Perfection has its place, specifically when it comes to polishing final products. But you will never reach that stage if you let procrastination take hold and use the excuse of perfection to never create anything.

Final Preparations

In eight days our small family will be leaving Yokosuka, Japan, flying across the Pacific Ocean, and beginning the next phase of our lives.  Last Friday movers came to pack and pick up our furniture and personal items. This coming Friday we will turn in the keys to our house.

Mt. Fuji from the lakes.

As of now my wife and I are living in a hotel room with the baby and the dog. Quinn, the dog, fancies herself a professional guard dog and has decided to bark every time someone walks outside our room. The cramped and hectic situation is not very conductive to writing. Not to mention all of our free time is spent preparing for our flight and tying up loose ends.

Living in Japan has been a fantastic adventure and I’m thankful for the opportunity to experience such an interesting and unique culture first hand. I’m going to miss being out here. But, I’m ready to move on and make new memories and take part in new adventures.

During this chaotic time I am trying my best to stay focused on diet and exercise. I’ve been hitting the gym daily and staying on top of my calorie count. I’m checking in to a deployable command and want to hit the ground running.

I’m also catching up on reading, specifically focused on history and conservative philosophy.

Expect a lot of posts on those topics in the near future.

A Hectic New Year.

Everything is in flux, everything is changing.
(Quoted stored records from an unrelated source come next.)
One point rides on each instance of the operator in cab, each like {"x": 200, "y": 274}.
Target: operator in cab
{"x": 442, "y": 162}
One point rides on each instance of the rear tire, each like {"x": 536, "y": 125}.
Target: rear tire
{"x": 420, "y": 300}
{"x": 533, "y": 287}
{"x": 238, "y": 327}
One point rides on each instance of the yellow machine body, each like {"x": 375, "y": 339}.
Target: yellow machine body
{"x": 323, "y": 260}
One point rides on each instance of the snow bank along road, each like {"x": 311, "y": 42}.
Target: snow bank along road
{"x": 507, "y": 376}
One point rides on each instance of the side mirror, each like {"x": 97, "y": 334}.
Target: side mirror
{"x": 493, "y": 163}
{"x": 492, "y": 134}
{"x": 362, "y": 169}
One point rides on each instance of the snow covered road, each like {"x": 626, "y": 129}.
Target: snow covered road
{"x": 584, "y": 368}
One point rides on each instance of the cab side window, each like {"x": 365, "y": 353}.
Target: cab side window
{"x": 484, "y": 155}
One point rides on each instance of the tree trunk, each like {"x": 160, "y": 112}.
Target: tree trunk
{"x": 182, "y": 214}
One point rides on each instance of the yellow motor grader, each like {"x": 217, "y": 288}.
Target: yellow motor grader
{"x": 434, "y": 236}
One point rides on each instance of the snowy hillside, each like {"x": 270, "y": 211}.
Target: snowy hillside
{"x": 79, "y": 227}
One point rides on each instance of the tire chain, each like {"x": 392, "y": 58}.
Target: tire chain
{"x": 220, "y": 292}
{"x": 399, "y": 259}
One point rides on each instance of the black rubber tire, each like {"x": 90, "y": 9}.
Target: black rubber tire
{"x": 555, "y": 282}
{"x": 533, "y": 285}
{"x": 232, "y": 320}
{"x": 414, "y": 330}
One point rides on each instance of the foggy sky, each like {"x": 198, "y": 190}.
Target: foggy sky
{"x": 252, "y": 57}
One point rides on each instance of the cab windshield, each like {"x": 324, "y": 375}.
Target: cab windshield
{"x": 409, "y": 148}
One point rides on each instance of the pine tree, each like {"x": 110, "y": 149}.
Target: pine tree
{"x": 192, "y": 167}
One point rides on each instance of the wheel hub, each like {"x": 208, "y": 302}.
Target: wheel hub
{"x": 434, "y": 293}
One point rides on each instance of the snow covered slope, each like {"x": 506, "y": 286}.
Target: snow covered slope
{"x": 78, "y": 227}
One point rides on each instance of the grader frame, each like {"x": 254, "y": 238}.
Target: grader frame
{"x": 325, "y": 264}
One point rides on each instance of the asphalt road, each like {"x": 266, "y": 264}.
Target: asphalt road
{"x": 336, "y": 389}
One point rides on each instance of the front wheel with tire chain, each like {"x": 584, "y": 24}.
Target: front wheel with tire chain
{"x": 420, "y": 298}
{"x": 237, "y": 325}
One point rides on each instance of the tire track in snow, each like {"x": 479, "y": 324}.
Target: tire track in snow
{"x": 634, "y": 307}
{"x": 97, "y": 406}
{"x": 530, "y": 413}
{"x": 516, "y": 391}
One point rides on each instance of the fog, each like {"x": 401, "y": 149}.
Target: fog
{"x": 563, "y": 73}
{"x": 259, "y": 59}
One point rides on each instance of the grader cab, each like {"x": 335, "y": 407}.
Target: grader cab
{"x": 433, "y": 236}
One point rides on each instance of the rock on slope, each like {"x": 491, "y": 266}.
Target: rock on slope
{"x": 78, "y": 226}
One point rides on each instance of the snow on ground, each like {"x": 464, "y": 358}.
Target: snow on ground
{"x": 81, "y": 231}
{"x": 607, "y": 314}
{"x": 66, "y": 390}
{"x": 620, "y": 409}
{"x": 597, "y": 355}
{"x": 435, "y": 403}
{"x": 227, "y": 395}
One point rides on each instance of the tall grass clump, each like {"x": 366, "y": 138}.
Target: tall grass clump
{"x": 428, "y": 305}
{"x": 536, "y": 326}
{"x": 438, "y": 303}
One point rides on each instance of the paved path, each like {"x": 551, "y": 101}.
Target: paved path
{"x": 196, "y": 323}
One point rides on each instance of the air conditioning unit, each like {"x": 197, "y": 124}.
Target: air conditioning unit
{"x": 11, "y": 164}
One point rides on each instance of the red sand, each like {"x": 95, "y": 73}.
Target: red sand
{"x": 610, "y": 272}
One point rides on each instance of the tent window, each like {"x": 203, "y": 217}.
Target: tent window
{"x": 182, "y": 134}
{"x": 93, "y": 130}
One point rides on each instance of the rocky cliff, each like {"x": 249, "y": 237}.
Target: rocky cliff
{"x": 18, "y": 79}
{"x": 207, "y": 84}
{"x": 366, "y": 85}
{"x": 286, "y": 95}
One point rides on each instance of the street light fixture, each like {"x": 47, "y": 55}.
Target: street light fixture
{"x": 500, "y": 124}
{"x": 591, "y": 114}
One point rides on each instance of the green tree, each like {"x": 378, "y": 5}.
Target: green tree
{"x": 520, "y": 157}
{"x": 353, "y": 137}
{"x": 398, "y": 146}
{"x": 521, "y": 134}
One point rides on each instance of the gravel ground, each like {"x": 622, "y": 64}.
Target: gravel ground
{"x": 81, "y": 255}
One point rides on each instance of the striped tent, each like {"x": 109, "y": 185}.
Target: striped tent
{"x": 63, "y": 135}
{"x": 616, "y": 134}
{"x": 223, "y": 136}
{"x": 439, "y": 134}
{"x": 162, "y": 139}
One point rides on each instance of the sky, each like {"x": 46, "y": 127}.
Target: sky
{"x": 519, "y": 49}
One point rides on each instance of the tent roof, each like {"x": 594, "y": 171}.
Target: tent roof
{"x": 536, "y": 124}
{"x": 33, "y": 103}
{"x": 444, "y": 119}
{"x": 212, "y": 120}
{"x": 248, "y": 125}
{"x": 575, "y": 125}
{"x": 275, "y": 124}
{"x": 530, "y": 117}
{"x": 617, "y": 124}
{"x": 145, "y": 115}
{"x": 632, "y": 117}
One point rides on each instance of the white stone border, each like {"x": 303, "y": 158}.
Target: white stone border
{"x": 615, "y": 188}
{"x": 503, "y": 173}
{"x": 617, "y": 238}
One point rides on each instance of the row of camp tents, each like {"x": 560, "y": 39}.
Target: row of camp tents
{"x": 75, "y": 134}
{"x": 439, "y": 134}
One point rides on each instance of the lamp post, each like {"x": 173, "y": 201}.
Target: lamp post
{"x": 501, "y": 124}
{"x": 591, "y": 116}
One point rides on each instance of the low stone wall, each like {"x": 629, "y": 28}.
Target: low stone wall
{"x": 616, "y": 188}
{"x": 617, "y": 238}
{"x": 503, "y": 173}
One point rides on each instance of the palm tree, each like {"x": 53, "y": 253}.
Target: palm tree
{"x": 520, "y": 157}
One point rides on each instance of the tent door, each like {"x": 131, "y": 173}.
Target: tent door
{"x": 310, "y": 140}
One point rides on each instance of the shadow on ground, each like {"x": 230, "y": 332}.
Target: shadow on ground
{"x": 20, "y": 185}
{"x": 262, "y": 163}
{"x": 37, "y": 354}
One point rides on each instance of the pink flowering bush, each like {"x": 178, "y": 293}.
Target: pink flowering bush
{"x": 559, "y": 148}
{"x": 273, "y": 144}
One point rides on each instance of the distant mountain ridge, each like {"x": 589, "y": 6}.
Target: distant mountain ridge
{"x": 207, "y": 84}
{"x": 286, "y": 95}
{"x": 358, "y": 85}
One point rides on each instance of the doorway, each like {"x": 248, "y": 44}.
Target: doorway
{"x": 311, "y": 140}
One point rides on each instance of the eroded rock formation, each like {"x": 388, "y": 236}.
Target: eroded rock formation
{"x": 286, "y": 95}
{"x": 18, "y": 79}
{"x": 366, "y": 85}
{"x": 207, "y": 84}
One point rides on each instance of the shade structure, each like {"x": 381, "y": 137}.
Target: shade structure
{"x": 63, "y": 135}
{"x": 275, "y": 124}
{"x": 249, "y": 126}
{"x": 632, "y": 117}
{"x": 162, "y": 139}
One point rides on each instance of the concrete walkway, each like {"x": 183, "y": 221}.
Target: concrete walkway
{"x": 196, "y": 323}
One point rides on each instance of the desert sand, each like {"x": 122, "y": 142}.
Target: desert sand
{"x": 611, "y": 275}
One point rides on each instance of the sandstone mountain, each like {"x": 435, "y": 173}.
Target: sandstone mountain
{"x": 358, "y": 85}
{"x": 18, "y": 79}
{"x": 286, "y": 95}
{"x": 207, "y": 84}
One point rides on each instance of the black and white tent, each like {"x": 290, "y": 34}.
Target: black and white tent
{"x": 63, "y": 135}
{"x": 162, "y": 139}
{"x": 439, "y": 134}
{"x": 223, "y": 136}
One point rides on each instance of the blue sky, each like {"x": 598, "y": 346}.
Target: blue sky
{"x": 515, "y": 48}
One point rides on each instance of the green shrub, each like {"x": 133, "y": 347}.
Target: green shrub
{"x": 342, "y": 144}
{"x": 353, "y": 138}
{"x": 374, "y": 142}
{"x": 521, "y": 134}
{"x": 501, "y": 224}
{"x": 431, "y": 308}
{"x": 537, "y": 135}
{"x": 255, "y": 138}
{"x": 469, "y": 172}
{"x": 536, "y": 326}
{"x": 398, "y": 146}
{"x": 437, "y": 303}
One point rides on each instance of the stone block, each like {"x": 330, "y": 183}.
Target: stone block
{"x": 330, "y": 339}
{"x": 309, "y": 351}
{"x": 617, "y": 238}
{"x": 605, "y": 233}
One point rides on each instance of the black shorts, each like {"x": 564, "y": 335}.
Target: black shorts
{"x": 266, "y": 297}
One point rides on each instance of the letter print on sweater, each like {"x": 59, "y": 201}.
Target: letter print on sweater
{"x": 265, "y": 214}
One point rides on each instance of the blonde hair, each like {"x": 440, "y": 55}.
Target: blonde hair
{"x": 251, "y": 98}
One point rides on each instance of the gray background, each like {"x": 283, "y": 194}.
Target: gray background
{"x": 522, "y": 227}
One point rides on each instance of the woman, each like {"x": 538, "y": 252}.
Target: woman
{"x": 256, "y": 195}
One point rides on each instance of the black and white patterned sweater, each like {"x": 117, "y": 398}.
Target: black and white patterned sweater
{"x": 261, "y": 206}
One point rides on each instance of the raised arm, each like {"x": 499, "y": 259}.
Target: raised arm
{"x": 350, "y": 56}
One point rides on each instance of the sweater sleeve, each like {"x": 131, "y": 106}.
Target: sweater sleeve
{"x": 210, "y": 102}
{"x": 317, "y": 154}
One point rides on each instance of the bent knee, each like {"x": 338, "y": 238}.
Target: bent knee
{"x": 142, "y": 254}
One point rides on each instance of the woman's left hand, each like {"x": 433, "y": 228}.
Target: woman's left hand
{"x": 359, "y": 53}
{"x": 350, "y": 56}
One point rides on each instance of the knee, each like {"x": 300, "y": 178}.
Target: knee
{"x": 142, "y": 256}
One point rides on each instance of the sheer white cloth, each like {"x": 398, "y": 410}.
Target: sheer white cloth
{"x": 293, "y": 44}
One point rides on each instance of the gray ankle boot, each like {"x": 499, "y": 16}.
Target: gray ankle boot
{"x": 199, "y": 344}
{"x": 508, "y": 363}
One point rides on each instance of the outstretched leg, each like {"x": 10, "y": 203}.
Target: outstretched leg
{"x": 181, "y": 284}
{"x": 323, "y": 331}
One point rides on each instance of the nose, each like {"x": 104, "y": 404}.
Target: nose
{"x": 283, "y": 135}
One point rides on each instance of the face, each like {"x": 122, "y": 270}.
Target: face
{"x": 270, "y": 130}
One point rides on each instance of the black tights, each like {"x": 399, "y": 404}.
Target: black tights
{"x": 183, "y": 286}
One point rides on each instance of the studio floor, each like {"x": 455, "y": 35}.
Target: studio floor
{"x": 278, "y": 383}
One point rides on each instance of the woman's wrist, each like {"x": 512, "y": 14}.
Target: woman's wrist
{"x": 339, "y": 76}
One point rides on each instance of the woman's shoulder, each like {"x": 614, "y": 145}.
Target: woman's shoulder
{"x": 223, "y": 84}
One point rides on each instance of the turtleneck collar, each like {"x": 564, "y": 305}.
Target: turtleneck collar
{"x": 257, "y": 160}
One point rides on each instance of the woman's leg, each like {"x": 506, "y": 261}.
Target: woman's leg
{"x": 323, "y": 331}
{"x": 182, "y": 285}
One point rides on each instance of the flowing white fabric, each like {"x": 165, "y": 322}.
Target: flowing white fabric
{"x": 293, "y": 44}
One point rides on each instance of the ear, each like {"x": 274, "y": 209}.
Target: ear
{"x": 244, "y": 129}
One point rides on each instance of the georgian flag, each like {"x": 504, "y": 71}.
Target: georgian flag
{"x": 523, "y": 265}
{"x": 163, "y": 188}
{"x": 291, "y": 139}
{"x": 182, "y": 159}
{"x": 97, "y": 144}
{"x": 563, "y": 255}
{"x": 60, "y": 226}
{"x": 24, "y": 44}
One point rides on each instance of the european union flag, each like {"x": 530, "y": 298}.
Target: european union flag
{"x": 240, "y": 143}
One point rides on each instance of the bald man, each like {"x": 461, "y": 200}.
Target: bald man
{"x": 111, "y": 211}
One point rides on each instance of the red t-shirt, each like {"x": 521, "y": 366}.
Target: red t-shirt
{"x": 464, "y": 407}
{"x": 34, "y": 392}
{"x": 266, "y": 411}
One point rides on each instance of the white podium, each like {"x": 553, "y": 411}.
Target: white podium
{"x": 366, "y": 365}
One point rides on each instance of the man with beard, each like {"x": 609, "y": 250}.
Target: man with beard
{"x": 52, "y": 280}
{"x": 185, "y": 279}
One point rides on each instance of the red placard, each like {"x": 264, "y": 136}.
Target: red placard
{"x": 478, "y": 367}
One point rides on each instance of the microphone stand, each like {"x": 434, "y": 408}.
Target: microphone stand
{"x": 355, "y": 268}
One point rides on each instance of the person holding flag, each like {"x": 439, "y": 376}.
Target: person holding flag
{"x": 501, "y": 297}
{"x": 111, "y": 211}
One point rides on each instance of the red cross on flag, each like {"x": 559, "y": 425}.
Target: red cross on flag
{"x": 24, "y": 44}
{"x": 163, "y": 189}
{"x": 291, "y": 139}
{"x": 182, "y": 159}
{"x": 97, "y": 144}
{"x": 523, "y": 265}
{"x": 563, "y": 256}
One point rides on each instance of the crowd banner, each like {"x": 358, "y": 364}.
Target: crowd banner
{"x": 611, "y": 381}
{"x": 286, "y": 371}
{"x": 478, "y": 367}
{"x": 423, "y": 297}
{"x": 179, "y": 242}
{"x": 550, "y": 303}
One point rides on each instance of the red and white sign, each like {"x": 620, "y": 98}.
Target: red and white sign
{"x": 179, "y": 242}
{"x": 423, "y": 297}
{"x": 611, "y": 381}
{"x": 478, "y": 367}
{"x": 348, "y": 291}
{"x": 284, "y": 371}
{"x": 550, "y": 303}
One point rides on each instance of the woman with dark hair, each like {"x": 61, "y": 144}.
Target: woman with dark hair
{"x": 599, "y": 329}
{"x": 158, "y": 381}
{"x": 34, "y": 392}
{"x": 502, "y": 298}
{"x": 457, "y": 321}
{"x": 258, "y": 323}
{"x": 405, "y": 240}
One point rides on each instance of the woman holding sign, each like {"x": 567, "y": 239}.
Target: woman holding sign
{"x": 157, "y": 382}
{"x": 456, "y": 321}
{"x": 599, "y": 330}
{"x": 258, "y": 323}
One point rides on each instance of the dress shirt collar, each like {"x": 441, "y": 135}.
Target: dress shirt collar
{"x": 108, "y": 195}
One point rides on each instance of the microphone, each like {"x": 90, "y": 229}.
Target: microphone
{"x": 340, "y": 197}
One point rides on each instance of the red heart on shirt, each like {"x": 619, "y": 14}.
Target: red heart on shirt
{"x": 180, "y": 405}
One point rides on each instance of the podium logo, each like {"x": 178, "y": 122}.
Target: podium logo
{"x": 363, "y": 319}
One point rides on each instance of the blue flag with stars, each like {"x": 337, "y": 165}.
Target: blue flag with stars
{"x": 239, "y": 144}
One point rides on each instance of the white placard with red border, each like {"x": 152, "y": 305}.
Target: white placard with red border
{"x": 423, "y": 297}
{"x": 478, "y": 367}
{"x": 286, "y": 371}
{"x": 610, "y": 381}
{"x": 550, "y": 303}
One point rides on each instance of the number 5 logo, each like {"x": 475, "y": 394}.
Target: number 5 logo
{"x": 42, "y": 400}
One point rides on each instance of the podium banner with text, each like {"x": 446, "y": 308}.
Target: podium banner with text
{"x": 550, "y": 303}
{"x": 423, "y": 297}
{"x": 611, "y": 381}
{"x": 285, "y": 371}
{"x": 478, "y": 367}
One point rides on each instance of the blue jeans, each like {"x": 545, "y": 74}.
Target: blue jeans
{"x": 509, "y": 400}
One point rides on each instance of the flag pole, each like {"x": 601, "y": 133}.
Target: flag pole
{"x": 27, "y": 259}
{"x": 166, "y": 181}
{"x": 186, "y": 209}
By this time next week, my family and I will be enjoying the hospitality of our good friends and preparing the final push towards our journey back to the United States. This Friday, movers will come to our house, pack our belongings, and ship everything we own across the Pacific. After a short stay at the Lodge, where I spent three months when I first arrived, we will fly back to America. If everything goes according to plan we should arrive in California on the 1st of February.

Understandably life is rather hectic. Preparing for a move from Asia to America is a daunting endeavor, but in our case, the addition of a spirited seven-month-old adds an extra layer of complexity. Therefore I haven’t had a surplus of free time for writing or blogging.

I did manage to read a decent amount. Earlier today I finished Mercenaries and their Masters: Warfare in Renaissance Italy. A good book if you are interested in the subject but somewhat dry if you don’t have prior knowledge about the socio-political landscape of 15th century Italy. I love the idea of mercenary armies and when it comes to historical eras I tend to gravitate towards the pike and shot warfare of the European Wars of Religion. Sadly books focused on this subject tend to lean towards the academic instead of the amateur reader.

I’m still walking to work several times per week and enjoying the cold morning while listening to Lord of The Rings. I just started The Return of the King. I know I’ve said this before but the narration is fantastic. I’m surprised by how much depth and nuance I missed when I first read the trilogy over a decade ago. If you haven’t read TLotR at all or recently I highly recommend the audiobooks narrated by Rob Inglis.